Like Mia Francesca and Manny’s Deli, Terragusto always felt like one of those staple restaurants around town that everyone and their proverbial mother had been to, but, well, me. A close friend raved about it for months, and finally got a small group together to check it out. It’s the kind of Italian food I love, fresh, daily homemade pasta, bright flavors, fresh, sustainable seafood and meats, quaint, simple room (without cheesy murals or wicker-wrapped chianti bottles stashed in every open corner), and plenty of food for a good price. We ordered the chef’s tasting (available at the new Terragusto location), a prix-fixe selection ($48) where a parade of antipasti, salads, starters, entrées, desserts and coffee are sent your way at the chef’s whim. You share everything with your tablemates, from the trout salad and white bean purée smeared crunchy crostinis, to the spinach custard flan, Rushing Waters Trout and Wagyu beef. But the highlight of our momentous meal was by far the cuttlefish ink pasta dotted with fat, buttery shrimp. Cuttlefish is more sustainable than squid, and when its ink is used to make the silky pasta ribbons, a briney, delicious treat ensues.
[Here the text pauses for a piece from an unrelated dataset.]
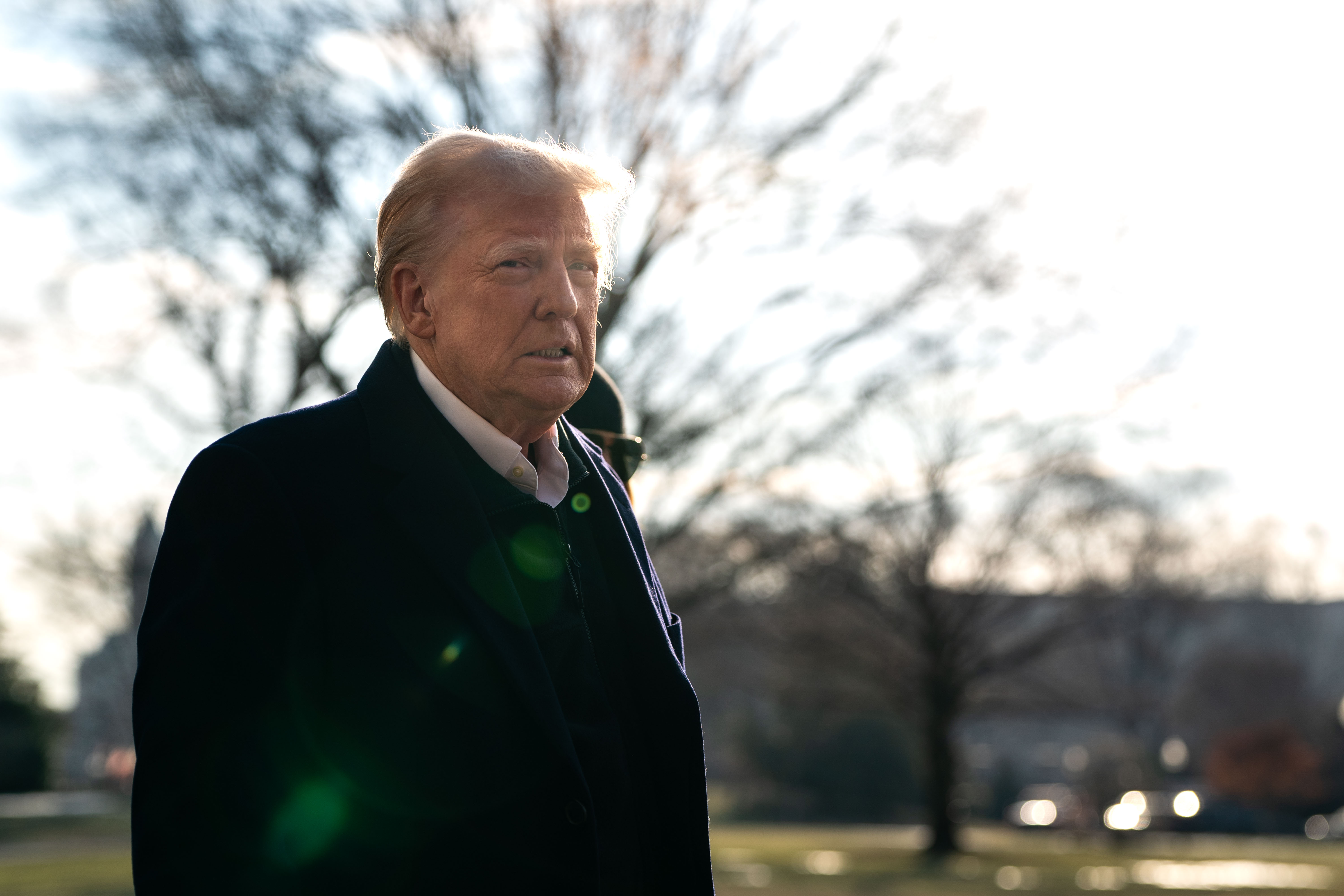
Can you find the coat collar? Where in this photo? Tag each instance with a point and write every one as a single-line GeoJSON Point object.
{"type": "Point", "coordinates": [442, 515]}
The shrimp add bursts of color and sweet-salty touches to the perfect pasta dish.
Besides the inky delight, I also loved our antipasti course, a melange of watery buffalo mozzarella slices, pickled veggies, egg salad, bright beet salad and cheese filled pastries.
Dinner continued with dessert, the best being a dark chocolate mousse with caramel and berry pannacotta. We left happily full, nothing compared to those stumbling out of Geja’s, nestled just below the restaurant. I’ll be back to give the chef’s tasting another go, and now to get to Manny’s and Mia.. 340 W. Armitage Ave. and 1851 W. Addison.